THIS summer will see the eyes of the world turn to two major sporting events. The London 2012 Olympics and the Euro 2012 football championship will hold many transfixed, however these spectacles are likely to be the only thing that is rose tinted this summer.
Both will cost the host countries millions in infrastructure, improvements for sports facilities and security. The large proportions of expenditure will come from the back pocket of the tax payer. Also, pressure will be put on the public to spend on tickets to the event, air fare, hotels and all the other paraphernalia associated with fan events. With that in mind we must question the legitimacy of the excitement around these sporting occasions and indeed any occasion that is a luxury in a time of economic stress.
The Olympics is set to cost over £8 billion, the closing and opening ceremonies alone are said to be standing at £41 million. Of course the United Kingdom will see increased spending as tourism rates will greatly improve due to the nature of the event, but the tax payer will still be paying long after the games have concluded. This is because, according to some sources, the Olympic parks will continue to cost upwards of £300,000 to potentially millions for yearly maintenance.
It is not just sporting occasions in the scale of the aforementioned two that require debate. Any luxury event should be brought into question in the current climate.
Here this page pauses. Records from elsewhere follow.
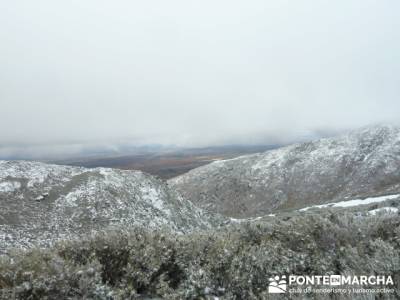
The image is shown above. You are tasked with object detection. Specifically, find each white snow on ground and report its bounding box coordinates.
[0,181,21,193]
[299,194,400,211]
[368,207,399,216]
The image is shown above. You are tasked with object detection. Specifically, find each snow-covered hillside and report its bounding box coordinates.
[0,161,219,252]
[169,125,400,217]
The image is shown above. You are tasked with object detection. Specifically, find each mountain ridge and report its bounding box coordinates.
[168,125,400,217]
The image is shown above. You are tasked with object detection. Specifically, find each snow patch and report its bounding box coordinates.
[299,194,400,211]
[368,207,399,216]
[0,181,21,193]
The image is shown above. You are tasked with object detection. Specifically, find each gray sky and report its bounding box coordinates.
[0,0,400,158]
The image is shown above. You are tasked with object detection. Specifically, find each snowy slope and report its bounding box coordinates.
[0,161,219,252]
[169,125,400,217]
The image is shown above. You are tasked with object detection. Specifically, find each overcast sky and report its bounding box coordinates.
[0,0,400,158]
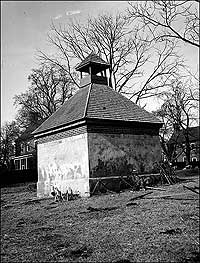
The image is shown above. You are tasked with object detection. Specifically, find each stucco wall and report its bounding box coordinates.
[88,132,161,178]
[37,133,89,197]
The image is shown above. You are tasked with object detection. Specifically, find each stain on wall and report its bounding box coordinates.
[37,133,89,197]
[88,133,161,178]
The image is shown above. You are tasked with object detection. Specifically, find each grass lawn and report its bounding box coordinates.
[1,176,199,262]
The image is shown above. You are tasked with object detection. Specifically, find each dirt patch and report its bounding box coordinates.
[1,175,199,263]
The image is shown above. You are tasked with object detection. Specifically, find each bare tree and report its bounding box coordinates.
[14,65,74,126]
[156,78,198,164]
[0,121,20,168]
[127,0,200,47]
[39,11,183,103]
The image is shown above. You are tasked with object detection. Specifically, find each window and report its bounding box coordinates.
[21,159,26,170]
[190,143,195,149]
[26,142,31,152]
[21,143,26,153]
[15,160,20,170]
[192,157,197,162]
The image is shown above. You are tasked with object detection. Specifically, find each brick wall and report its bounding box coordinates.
[88,126,161,178]
[37,126,87,144]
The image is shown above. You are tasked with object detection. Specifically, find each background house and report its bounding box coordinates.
[169,126,200,168]
[33,54,162,197]
[11,120,43,170]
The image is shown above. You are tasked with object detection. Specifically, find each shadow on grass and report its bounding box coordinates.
[182,252,200,263]
[79,206,120,214]
[69,245,92,259]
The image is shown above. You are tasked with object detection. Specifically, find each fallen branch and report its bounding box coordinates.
[146,186,166,191]
[130,191,153,201]
[183,185,199,194]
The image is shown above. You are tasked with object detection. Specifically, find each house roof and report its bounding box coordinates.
[18,120,44,141]
[169,126,199,144]
[75,53,110,72]
[33,83,162,134]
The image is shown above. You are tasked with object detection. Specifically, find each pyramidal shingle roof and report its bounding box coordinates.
[33,83,162,134]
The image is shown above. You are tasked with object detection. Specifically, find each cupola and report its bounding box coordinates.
[76,52,110,88]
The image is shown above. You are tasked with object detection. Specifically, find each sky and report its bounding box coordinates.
[1,1,198,127]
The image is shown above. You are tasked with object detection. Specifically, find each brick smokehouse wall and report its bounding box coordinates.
[37,126,89,197]
[88,123,161,178]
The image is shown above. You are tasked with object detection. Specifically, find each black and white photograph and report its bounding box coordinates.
[0,0,200,263]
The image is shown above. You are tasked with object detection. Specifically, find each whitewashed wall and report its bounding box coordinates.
[37,133,89,197]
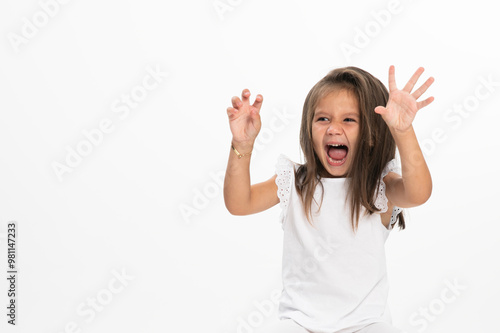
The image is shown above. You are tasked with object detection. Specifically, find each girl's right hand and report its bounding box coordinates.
[227,89,264,148]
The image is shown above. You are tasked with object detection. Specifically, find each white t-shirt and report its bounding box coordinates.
[276,155,401,333]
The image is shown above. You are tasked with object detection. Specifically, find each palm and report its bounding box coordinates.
[227,89,263,142]
[375,66,434,132]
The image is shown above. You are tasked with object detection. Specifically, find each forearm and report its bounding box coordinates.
[391,126,432,205]
[224,139,253,215]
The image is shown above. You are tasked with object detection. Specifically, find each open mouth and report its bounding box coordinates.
[325,144,349,166]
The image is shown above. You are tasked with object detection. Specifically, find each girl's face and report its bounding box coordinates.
[312,89,360,177]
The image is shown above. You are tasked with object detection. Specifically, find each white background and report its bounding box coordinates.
[0,0,500,333]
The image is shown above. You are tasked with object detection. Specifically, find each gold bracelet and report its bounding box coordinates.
[231,142,252,158]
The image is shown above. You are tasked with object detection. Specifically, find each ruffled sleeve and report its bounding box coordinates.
[375,159,403,230]
[276,154,295,228]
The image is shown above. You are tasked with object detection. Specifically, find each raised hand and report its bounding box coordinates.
[375,66,434,132]
[227,89,264,148]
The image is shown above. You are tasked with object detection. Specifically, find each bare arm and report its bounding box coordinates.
[224,89,279,215]
[384,127,432,208]
[375,66,434,208]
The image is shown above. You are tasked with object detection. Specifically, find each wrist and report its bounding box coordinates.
[389,125,414,136]
[231,140,253,158]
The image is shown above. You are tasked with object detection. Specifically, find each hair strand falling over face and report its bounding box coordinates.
[295,66,405,231]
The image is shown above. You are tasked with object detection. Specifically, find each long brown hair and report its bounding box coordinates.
[295,66,405,231]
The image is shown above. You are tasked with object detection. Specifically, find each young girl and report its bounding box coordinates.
[224,66,434,333]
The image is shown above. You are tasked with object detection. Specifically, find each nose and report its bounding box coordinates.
[326,122,344,135]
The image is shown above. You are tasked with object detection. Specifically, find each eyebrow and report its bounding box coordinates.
[314,110,359,117]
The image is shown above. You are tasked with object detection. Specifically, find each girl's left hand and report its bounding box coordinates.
[375,66,434,132]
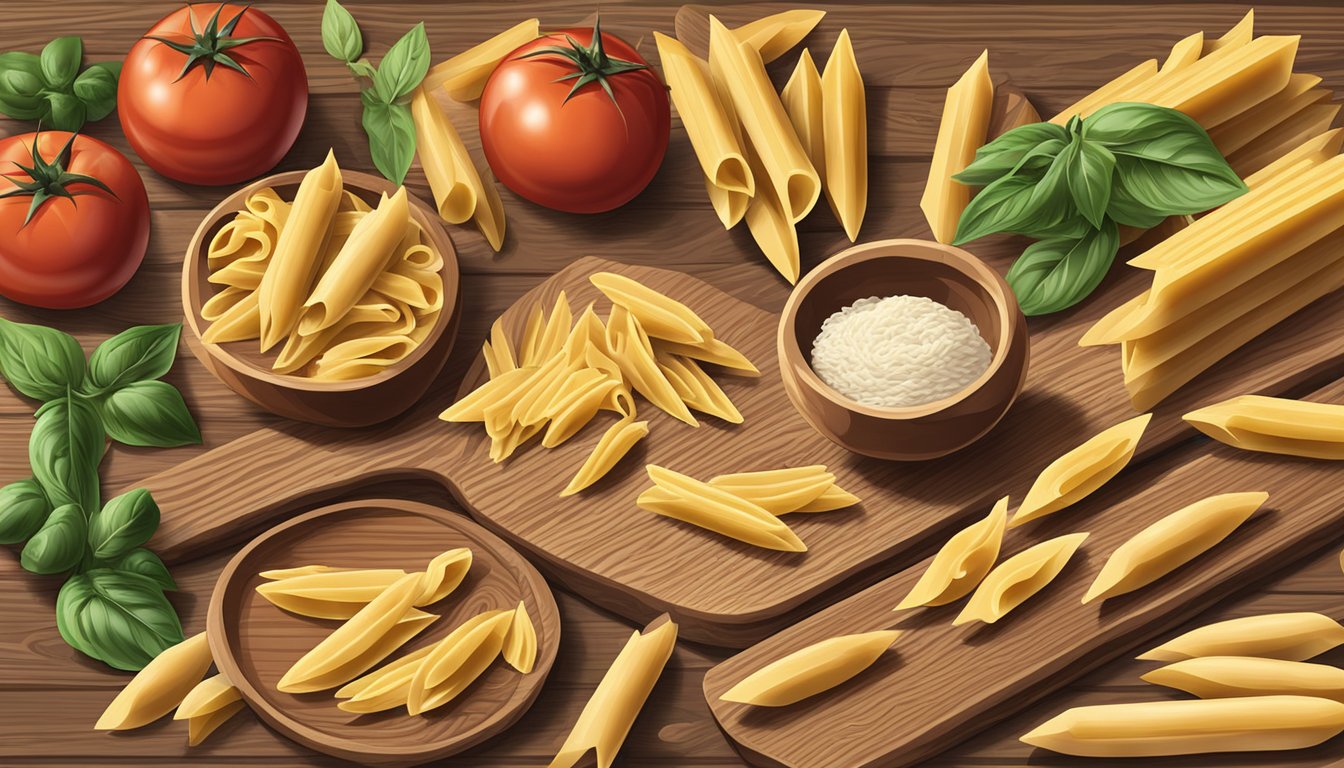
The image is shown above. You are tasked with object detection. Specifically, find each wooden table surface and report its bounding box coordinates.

Closer to home we saw the grandeur of Queen Elizabeth’s, President Obama’s and lately the Chinese vice president’s, Xi Jinping, visit. All of these saw state dinners, events, and outings organised.
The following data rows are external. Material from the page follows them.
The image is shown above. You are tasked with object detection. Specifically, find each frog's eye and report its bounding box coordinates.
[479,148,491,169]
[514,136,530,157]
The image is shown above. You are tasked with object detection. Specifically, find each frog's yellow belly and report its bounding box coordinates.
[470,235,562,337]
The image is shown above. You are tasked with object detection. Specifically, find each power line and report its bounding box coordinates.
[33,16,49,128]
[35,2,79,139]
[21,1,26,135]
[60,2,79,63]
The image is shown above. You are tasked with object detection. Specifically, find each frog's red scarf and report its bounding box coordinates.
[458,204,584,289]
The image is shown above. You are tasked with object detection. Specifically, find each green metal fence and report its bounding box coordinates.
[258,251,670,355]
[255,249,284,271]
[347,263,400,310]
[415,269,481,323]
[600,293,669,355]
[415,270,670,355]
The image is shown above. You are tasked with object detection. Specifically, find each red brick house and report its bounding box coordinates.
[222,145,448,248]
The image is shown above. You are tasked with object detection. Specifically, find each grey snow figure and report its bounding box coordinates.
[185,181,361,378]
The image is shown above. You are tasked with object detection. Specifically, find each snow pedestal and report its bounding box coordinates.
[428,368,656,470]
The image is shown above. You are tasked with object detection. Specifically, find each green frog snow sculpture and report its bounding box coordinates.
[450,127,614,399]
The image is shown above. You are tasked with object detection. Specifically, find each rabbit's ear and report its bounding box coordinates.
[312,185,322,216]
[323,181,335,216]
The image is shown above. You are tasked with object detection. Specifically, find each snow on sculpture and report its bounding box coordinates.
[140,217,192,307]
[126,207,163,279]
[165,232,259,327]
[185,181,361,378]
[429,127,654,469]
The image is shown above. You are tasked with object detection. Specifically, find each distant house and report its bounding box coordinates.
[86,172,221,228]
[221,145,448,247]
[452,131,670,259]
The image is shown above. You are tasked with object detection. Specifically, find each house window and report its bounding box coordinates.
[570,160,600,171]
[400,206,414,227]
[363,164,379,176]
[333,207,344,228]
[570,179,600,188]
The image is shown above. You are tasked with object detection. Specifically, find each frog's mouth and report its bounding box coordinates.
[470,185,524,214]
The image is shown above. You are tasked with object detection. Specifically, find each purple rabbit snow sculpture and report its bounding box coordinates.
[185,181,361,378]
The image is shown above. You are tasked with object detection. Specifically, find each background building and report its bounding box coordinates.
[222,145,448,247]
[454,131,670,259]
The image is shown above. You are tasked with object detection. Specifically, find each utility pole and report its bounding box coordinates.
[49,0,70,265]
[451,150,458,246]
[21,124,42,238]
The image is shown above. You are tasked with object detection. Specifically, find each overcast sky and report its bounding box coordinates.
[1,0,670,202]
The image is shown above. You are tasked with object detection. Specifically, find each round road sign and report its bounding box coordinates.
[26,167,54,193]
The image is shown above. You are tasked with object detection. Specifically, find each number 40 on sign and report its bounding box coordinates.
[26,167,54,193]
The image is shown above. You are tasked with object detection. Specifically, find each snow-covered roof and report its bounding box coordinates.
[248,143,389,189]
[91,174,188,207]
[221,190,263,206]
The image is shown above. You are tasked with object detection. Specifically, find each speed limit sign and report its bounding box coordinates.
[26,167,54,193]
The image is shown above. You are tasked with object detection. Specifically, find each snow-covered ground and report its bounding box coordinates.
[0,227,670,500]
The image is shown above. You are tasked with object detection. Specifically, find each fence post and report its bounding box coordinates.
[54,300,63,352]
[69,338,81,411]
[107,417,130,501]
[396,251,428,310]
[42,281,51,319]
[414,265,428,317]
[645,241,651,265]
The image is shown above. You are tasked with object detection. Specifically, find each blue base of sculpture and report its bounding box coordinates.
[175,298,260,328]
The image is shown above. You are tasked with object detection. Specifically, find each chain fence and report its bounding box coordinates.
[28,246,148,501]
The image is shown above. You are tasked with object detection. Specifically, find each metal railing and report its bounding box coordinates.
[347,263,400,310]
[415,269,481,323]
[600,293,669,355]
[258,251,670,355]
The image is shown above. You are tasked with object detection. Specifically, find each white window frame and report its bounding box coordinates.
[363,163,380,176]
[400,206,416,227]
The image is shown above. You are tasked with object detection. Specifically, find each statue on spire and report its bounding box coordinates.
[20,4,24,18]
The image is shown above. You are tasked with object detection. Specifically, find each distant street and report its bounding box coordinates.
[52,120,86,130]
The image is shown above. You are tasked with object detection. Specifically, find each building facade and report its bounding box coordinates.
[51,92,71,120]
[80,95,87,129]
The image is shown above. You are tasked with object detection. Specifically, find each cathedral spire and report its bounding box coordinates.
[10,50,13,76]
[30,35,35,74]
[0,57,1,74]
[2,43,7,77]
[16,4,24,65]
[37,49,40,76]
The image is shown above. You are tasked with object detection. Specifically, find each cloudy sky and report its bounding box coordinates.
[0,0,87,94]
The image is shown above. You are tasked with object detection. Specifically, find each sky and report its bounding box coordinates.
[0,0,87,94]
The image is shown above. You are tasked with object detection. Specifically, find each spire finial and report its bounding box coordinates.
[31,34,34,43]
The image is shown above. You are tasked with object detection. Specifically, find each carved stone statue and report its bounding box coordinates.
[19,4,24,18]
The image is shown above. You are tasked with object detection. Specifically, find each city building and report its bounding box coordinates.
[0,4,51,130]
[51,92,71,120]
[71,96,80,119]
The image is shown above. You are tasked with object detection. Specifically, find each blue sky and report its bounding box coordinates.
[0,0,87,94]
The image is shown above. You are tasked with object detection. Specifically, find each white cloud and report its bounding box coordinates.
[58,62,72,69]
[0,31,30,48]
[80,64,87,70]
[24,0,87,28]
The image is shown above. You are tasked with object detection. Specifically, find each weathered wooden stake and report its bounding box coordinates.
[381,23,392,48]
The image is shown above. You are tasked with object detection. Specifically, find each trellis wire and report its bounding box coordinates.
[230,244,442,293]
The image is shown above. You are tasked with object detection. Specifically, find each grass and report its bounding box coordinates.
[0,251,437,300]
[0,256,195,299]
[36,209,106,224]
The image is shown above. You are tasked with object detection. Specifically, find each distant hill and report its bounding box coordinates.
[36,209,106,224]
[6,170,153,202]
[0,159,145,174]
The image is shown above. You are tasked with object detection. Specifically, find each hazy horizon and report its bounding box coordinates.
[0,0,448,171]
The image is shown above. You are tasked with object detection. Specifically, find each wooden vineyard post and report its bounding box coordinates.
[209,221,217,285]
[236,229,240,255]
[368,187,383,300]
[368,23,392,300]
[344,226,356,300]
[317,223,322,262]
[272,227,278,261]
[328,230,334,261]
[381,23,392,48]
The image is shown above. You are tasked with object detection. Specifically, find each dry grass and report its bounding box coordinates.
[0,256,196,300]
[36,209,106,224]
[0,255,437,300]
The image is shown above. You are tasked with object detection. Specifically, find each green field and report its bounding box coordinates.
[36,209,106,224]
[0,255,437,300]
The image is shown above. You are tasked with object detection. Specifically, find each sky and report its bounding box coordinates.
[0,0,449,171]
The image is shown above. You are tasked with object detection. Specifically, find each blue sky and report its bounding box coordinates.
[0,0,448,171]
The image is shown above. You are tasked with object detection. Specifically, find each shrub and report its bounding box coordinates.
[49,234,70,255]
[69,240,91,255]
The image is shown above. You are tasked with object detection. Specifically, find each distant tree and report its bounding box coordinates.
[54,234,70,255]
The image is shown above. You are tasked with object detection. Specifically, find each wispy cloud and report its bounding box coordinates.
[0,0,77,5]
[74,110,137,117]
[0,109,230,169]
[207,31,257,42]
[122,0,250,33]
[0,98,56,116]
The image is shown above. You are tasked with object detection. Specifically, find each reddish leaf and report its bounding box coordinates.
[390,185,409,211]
Out goings on security for the Royal visit and Obama are said to have cost 36 million euro with 16 million of that shouldered by the already underfunded Gardaí. In an already debt ridden country is it right to spend extortionate amounts of money on such events?
The argument in favour of that questions is that events, sporting or non-sporting, generate money as well as use it. Income from tourism greatly increases during these occasions as does the spin off from the publicity Ireland or another country receives. One can look upon them as an exercise in advertisement and marketing, which should lead to long term benefits.
Additionally they also generate something greater than revenue, and that is pride and enthusiasm. Despite conditions of hardship the excitement of a national affair greatly lifts the mood of a nation. This is seen in the great sporting occasions and even an occurrence such as the Royal Wedding in Britain. There is no doubting the swell in good feeling sounding such things.
Nonetheless I must take issue. The mood of a nation is certainly a factor in success and revival but when facts and figures outweigh this I would argue for the lessening of luxury expenditure. When international publicity and occasions become internal, propaganda deceit is the only winner. Economic and national recovery and is a marathon and not a sprint.